The below flow chart will explain the pre issue process that is undertaken by the BRLM.

  • Price of the Issue: Company can arrive at the share price in two ways:
  1. Fixed price offer: In this the price of the share has already been fixed by the company. Thereby meaning that the draft prospectus would already have information on the price of the share and the number of shares to be listed. 
  2. Book Building offer: In this, the price of the share has not been fixed by the company and the company provides a band of price. The shareholders bid for the same at the price they feel convenient and the price at which maximum bids come through is considered as the issue price for the company.  In a book building offer, the Initial prospectus so drafted is called as Draft Red Herring Prospectus

The flow chart is the continuation of the process described above. 

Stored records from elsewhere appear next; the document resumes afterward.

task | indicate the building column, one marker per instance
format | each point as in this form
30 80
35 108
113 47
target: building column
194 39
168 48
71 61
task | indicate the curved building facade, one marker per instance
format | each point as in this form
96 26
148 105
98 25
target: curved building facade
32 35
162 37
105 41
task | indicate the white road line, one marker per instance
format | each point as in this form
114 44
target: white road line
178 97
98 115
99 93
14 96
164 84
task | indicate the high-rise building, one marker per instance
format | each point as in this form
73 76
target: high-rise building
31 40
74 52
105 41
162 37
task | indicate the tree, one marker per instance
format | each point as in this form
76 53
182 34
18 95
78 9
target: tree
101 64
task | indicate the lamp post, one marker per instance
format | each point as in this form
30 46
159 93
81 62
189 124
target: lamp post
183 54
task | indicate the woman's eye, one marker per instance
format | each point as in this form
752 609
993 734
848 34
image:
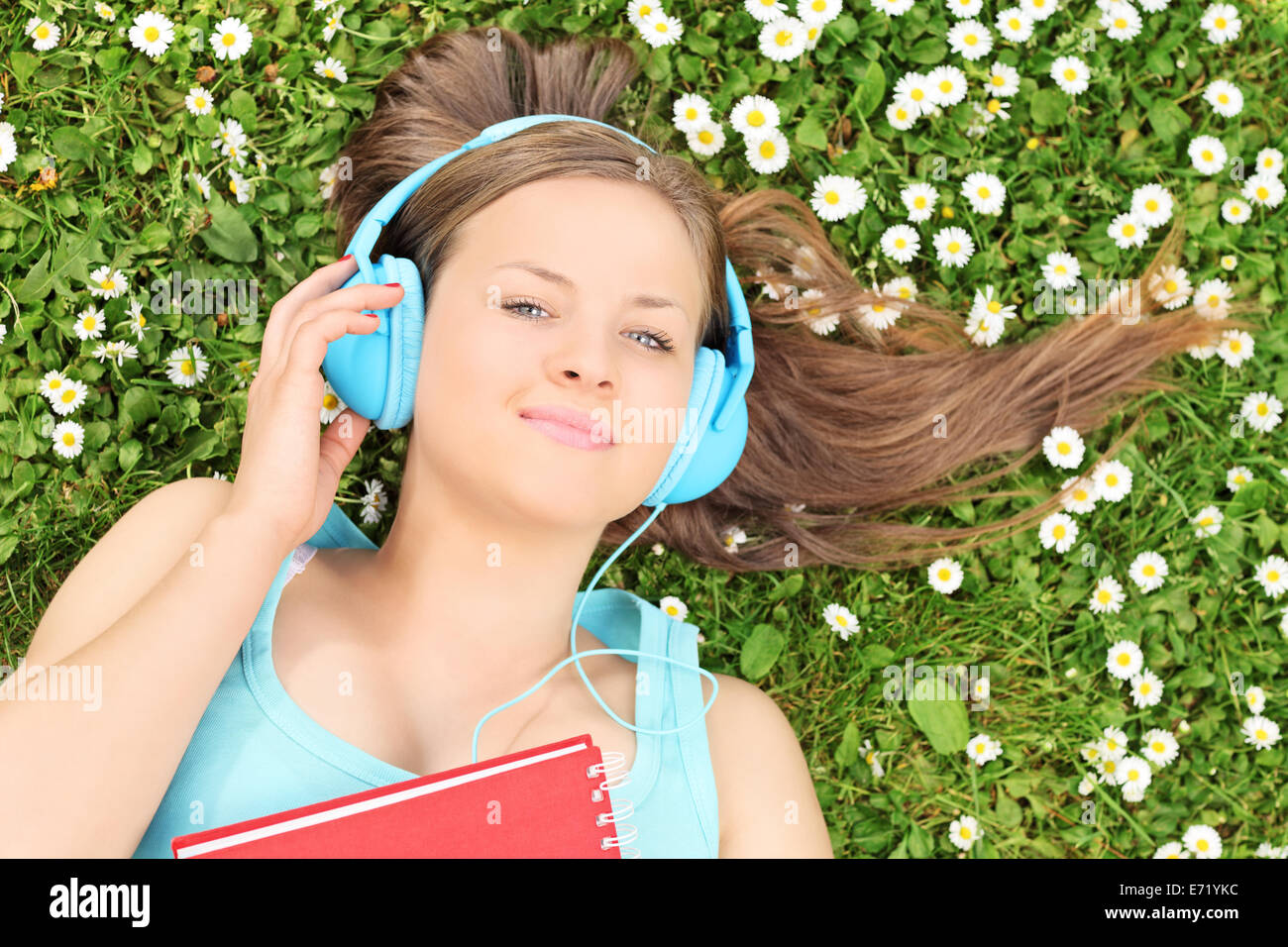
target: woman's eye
661 342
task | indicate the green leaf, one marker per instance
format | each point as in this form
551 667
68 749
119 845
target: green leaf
871 90
848 751
129 455
1048 107
228 234
72 144
787 587
760 651
936 709
1167 119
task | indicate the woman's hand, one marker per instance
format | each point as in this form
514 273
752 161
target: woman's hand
286 478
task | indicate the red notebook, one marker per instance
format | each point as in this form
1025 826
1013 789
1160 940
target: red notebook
549 801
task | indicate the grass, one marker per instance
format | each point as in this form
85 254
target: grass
124 146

Zomato has appointed Kotak Mahindra Bank as the lead merchant bank for the proposed IPO and has appointed Cyril Amarchand Mangaldas & Indus law as their legal advisors. Zomato’s CEO, Deepinder Goyal, has mentioned in a press statement that there will be 100% primary offering and no investor is likely to exit the company. 

Conclusion

Zomato is a loss-making growth unicorn. Does it not sound very metamorphic to address Zomato as a loss making yet growth Unicorn? Wait, read to find out more. Well, Zomato is one such start-up which is staring at a huge loss, fierce competition and a very tough road to profitability. Yet it will still remain as the lucrative piece of action when its shares hit the market in a few months.  There is a similar story in the West as well. The case of DoorDash, a world leader in the food delivery business commands a valuation of $28 billion against an estimated revenue of $2.8 billion which currently stands at a 10x projected revenue. For Zomato, the multiple stands somewhere around 12x.  Both the firms are loss making entities. 

Recently, Amazon has expanded its food delivery service across Bangalore and it aims to enter the competition in the Indian Market (Read here) and similarly Paytm has joined the race as well. With these giants coming into picture, the competition is definitely going to get fierce and shall convert the market from duopoly to oligopoly in the distant future. 

Certain other dynamics that may play a key role in the near future are:

  • WhatsApp business and social platforms may contribute in taking away a certain pie of orders from food aggregators.
  • Google may enable food ordering from Google search option directly.
  • Voice assistant devices of Amazon and Google may be configured to place orders directly.
  • Looking at the aggression with which Jio moves forward, it is not far-fetched to say that Jiomart might join the existing race. And similarly, flipkart might too venture into the delivery business soon.
  • Restaurant chains might pick up direct delivery by using their own app and website and using third party logistics. 
  • Switching cost for the customers is almost Nil. And additionally, looking at the Indian market, it can be inferred with certain precision that the customer base of such food delivery business is based on the variable of cheaper and quality food. Therefore, if at a point, Zomato cuts its cost on the discounts, cashbacks etc. it offers, the customer might simply just switch to some other aggregator platform. 

With all these risks, Zomato might still do well in the public markets and win its bet majorly because of two reasons:

  1. Zomato enjoys the first mover advantage and a dominant market share following its acquisition of Uber Eats. 
  2. India is amongst the fastest growing food delivery markets in the entire world.

Well, it’s not really far when Zomato’s share will hit the public market, and how it unfolds would be interesting to watch.